Beaucoup de problèmes documentaires commencent avant la douane

Le problème commence rarement au port. Il commence plus tôt, quand l’acheteur demande un prix sans préciser pays de destination, langue d’étiquette, texte d’avertissement, marquage carton ou documents nécessaires.

Pour les produits de nettoyage, ce détail compte. Un déboucheur, nettoyant WC, dégraissant cuisine ou lessive n’est pas seulement un liquide en bouteille. L’importateur peut avoir besoin de SDS ou MSDS, COA, informations ingrédients, avertissements, facture commerciale, packing list et données carton avant que la marchandise avance correctement.

SDS ou MSDS se discute avant validation échantillon

Si le produit est un déboucheur, dégraissant, nettoyant WC ou lessive, parlez de SDS ou MSDS tôt. L’entrepôt, le transitaire, l’importateur ou le client retail peut le demander avant expédition.

Le document doit être discuté pendant que formule et nom produit sont encore en validation. Si la formule, concentration, fragrance ou direction d’étiquette change plus tard, le document peut devoir être revu. C’est plus simple avant production qu’après cartons fermés.

Un COA doit correspondre au produit expédié

Un COA est utile seulement s’il correspond au produit, lot ou cahier des charges réellement expédié. Ce n’est pas une feuille décorative pour le dossier.

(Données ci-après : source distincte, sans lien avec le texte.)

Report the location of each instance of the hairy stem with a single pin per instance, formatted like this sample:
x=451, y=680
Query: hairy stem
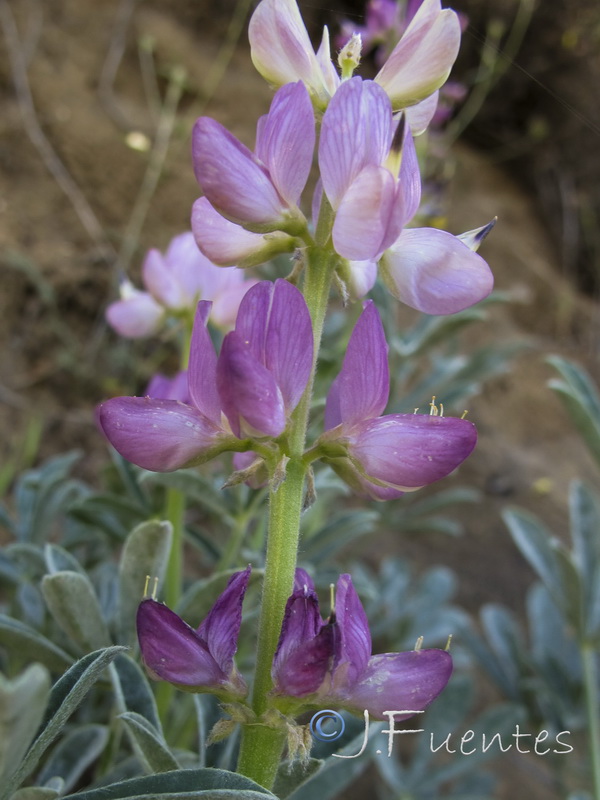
x=260, y=753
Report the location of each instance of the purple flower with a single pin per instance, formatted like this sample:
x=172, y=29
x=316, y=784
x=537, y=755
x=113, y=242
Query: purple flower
x=385, y=456
x=226, y=243
x=259, y=190
x=196, y=660
x=369, y=170
x=370, y=175
x=418, y=65
x=249, y=391
x=174, y=283
x=423, y=58
x=282, y=53
x=435, y=272
x=325, y=663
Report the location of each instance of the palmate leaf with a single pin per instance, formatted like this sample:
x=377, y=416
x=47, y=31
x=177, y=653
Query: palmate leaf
x=188, y=784
x=134, y=690
x=149, y=743
x=74, y=754
x=35, y=793
x=146, y=552
x=22, y=704
x=338, y=773
x=74, y=605
x=19, y=638
x=65, y=696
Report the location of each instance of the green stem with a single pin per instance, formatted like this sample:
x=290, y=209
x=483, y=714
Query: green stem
x=232, y=549
x=261, y=748
x=592, y=702
x=175, y=513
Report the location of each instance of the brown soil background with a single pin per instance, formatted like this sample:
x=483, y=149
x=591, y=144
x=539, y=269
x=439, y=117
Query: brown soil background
x=57, y=359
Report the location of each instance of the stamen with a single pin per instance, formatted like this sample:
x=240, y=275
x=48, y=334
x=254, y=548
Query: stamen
x=154, y=587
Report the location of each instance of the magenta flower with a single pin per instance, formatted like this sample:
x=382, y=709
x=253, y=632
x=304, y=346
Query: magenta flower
x=196, y=660
x=174, y=283
x=247, y=393
x=259, y=190
x=384, y=456
x=324, y=663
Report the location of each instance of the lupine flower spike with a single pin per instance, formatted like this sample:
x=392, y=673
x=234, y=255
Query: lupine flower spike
x=416, y=68
x=329, y=663
x=245, y=394
x=259, y=191
x=196, y=660
x=370, y=175
x=174, y=283
x=385, y=456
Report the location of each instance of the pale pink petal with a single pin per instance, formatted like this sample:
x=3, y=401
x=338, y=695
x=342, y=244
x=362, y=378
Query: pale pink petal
x=227, y=244
x=137, y=316
x=435, y=272
x=422, y=59
x=370, y=216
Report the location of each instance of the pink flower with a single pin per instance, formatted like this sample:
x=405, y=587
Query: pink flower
x=174, y=282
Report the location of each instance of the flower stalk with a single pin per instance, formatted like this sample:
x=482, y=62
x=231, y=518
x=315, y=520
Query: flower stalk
x=261, y=748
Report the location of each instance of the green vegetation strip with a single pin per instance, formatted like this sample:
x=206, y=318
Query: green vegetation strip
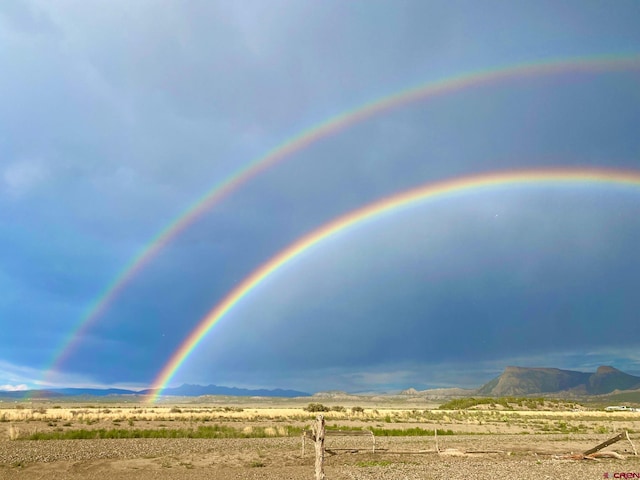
x=408, y=432
x=216, y=431
x=506, y=402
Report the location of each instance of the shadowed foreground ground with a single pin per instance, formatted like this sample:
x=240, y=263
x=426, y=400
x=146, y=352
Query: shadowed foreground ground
x=523, y=457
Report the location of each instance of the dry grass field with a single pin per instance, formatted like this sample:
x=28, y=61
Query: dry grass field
x=261, y=439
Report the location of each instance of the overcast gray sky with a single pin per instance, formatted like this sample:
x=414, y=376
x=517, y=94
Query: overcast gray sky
x=117, y=116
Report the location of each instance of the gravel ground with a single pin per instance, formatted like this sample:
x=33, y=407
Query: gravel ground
x=521, y=457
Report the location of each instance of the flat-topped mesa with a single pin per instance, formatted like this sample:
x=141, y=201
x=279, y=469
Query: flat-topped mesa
x=604, y=369
x=516, y=381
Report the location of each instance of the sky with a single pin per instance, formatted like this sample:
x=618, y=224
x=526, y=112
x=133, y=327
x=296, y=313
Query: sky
x=119, y=116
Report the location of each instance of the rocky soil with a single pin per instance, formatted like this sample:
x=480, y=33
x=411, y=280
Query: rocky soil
x=493, y=457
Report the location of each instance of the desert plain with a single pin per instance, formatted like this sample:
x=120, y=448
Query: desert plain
x=256, y=438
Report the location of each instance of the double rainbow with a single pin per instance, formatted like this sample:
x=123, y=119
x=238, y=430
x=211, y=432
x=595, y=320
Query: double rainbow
x=375, y=210
x=449, y=85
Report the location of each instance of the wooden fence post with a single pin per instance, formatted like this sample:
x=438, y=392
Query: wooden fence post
x=319, y=438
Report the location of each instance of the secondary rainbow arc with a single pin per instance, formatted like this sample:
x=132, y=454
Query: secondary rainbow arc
x=369, y=212
x=582, y=65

Si vous voulez voir apparence, contenu net, viscosité, plage pH, matière active ou autre point dans le COA, dites-le avant production. Certains points sont routiniers. D’autres demandent un contrôle supplémentaire. Le fournisseur ne peut pas deviner la version attendue par votre importateur, retailer ou agent local.

Ingrédients et claims doivent être revus tôt

Les informations ingrédients restent simples quand la commande est simple. Elles se compliquent quand l’acheteur change parfum, couleur, claim ou marché après le début de l’artwork.

Des mots comme antibacterial, eco, baby safe, heavy duty ou professional strength peuvent bien sonner, mais certains marchés ou retailers demanderont un support. Mieux vaut les signaler dans le premier brief, pas dans le dernier fichier d’impression.

L’étiquette se vérifie avant artwork final

Les problèmes d’étiquette sont pénibles parce qu’ils arrivent tard. La face avant peut être correcte, mais le dos manque parfois de place pour avertissements, données importateur, mode d’emploi, langue locale ou code-barres.

Pour les produits de nettoyage marque privée, l’étiquette doit être vérifiée avant impression. Envoyez marché cible, langue, données importateur requises et avertissement obligatoire. Un petit changement peut toucher flacon, taille sticker, marquage carton et planning production.

Facture, packing list et carton doivent raconter la même chose

Facture commerciale, packing list et marquage carton doivent correspondre aux marchandises réellement emballées. Nom produit, quantité, nombre de cartons, poids net, poids brut et destinataire ne doivent pas être improvisés à la fin.

C’est encore plus important pour conteneurs mixtes ou commandes avec plusieurs SKUs. Si le carton dit une chose et la packing list une autre, le problème arrive souvent juste avant expédition, au pire moment pour poser des questions.

Que mettre dans le RFQ

Un RFQ utile inclut type de produit, pays de destination, canal de vente, taille flacon ou pack, quantité, langue d’étiquette, statut artwork, besoin carton et liste de documents.

Pour les documents, soyez direct : SDS ou MSDS, COA, déclaration ingrédients, facture commerciale, packing list, marquage carton, emplacement code-barres ou revue étiquette retailer. Le devis prendra peut-être quelques minutes de plus, mais le projet gagne souvent plusieurs jours ensuite.